O fogo deve iniciar-se na concha e posteriormente passar-se à panela. No início, o fogo se vê vermelho e amarelo. Depois de alguns minutos ele se torna azul.
O cozinheiro deve estar sempre mexendo a bebida na panela, levantando a concha cheia de líquido e devolvendo-o a panela, de maneira que se forme um fio. Este movimento deve ser repetido várias vezes. O ponto da bebida se dá quando o fogo azul sobe pelo fio e chega a concha, nas mãos do cozinheiro.
Neste momento, os galegos costumam ler uma oração no seu idioma nativo, para a preparação da bebida. Segundo a tradição, esta bebida purifica nossa alma. O processo espiritual envolvido na preparação da queimada está em invocar os espíritos maus para que o fogo os queime e os afaste e, posteriormente, invocar os espíritos bons e que permaneçam entre nós. Uma vez realizada a oração e finalizado o processo da queima, a bebida é dividida entre todos os assistentes. Ao contrário do que todos pensam, a temperatura que se serve a bebida é agradável. Por outro lado, o sabor é bastante suave. E os ingredientes naturais complementam um aroma sem igual.
Os galegos não acreditam que o final da vida é a morte; para eles, as pessoas queridas que partem permanecem em forma de espírito entre eles.
Como conclusão, acredito que a espiritualidade na Espanha é tratada de maneira diferente nas regiões do país. No tempo em que morei em Valência, percebi que a espiritualidade estava mais direcionada ao esoterismo.

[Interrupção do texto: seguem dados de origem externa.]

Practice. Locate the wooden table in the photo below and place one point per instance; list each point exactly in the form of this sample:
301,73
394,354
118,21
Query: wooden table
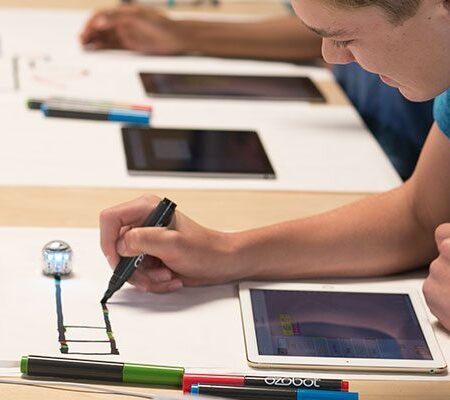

Os valencianos se sentem atraídos por tarôs, velas aromáticas e banhos de ervas. Os motivos que os levam a buscar ou praticar estes hábitos é ter a possibilidade de prever o futuro ou ser aconselhado sobre o melhor caminho a seguir na hora de procurar a sua metade, melhorar a situação financeira ou encontrar um bom trabalho.
Outras práticas que também estavam estreitamente relacionadas a este tipo de espiritualidade que conheci em Valência são as terapias alternativas. Os adeptos desta linha espiritual também tinham conhecimentos em Reiki, reflexologia, quiromassagem, cromoterapia, entre outras.
Na Galícia, talvez esteja mais enfocada nos rituais ancestrais. Ao presenciar a queimada poucos dias antes de terminar o ano, posso dizer que senti uma espiritualidade similar à que via anualmente no litoral durante a passagem do ano. Entretanto, foi algo mais místico, como se tivesse sido um feitiço.
Em Madri, por ser uma metrópole, cabem todas elas. Não precisei sair da cidade para participar e provar uma queimada. Também não é necessário sair da cidade para encontrar bons tarólogos. Existem até alguns canais de TV com profissionais da área que permitem a participação do espectador ao vivo, e centros reconhecidos de medicina alternativa que oferecem sessões de Reiki ou reflexologia aos clientes.